The most precious commodity in Dota 2 is MMR. Casual players judge one another based on it, pro players crave it, and Valve has made it the most important factor when it comes to putting together games through matchmaking.
But what is it? How is it determined, and what is the average MMR? What does it all actually mean? Here’s everything you need to know about the coveted stat.
MMR stands for matchmaking rating, and is the game’s way of estimating a player’s skill. Dota 2 has both published and hidden MMRs that come into play when it comes to the game’s match coordinator.
Under ideal circumstances, all 10 players matched together in a game of Dota 2 will have similar MMRs. The game branches out the number of possible MMRs as queue times increase.
Though Dota 2 players obsess over their MMRs, Valve has inexplicably decided to make the number somewhat hidden in the game client. It’s not hard to access, if one knows where to look.

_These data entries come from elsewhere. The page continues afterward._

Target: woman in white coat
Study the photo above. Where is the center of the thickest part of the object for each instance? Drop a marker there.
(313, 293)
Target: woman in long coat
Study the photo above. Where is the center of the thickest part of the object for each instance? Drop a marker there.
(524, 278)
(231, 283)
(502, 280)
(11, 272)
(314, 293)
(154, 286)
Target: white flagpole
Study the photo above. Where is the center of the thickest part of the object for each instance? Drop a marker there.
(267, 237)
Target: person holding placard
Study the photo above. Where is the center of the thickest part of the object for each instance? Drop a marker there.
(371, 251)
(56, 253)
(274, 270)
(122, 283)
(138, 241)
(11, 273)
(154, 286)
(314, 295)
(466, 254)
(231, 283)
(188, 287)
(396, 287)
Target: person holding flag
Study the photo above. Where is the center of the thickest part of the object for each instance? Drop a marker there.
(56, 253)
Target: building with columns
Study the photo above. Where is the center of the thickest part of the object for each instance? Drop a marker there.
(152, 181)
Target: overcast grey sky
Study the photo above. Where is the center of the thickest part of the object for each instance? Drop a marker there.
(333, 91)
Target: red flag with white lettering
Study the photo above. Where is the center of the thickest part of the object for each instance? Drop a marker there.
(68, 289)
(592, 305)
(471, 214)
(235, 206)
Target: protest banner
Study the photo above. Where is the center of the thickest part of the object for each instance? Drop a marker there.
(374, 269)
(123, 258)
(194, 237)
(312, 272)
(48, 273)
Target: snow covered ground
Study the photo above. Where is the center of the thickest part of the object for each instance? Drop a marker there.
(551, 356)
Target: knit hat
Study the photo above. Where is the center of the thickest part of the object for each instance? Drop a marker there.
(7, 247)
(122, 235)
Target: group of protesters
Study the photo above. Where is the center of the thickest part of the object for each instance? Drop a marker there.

The first step to finding one’s MMR is to access their player profile. This can be done by clicking on the player’s Steam avatar that is in both the top left and bottom left of the main menu. Once on this page, click on the “Stats” tab near the top of the screen.
The stats page will show the player’s average stats with a number of Dota 2 heroes. On the top right portion of the window, the exact MMR number will be listed.
Players initially have their MMR calculated based on the wins, losses, and stats the player compiles during their placement games. From there, MMR moves up and down as the player moves through ranked matches. A win will see the player gain MMR, while a loss will see the player lose MMR. This typically happens in 25-point increments, but not always.
The exact formula for calculating MMR is unknown and has likely changed on many occasions in the past.
Follow these steps in order to have your MMR recalibrated:
Valve recently gave players the ability to reset their MMR, removing the seasonal reset that was previously in place. This is actually easier to access than simply checking one’s current MMR.
It can be done by going into the settings menu and navigating to the “Account” section. From there, look to the “MMR Recalibration” section. Follow the prompts and then play the 10 calibration games to get ranked once again.
The average MMR fluctuates over time but is normally in the low 2000s range. With the current Dota 2 ranking system, this places an average player at a high Crusader or low Archon rank.
What constitutes a good Dota 2 MMR is up for debate, as players will inevitably insult one another by saying that their teammate is a rank lower than they actually are. Unless players are sitting at the very top of the leaderboard, they can always do better.
The highest rank in Dota 2’s ranked matchmaking is Immortal. This is not attached to a specific MMR number, but is instead granted to the 6,000 highest-rated players in each region according to their MMR. Players’ standings can be tracked on the official Dota 2 leaderboards.
Historically speaking, the Dota 2 player with the highest MMR is current Evil Geniuses mid laner Abed “Abed” Azel L. Yusop. He hit 11,000 in 2020, continuing what has been a tradition of him pioneering new heights in MMR. In 2017, he became the first player to reach 10,000 MMR, and he was again the first to achieve this feat after the MMR system was revised in 2019.
Some of this can be chalked up to the region Abed plays in. Southeast Asia tends to produce high-MMR players significantly faster than other regions, with five of the 12 players to reach 11,000 MMR coming from the region. This can be attributed to a number of different factors including the large player base in the region, the specific type of matchmaking that is used, and the fact that SEA generally produces some strong players in Dota 2.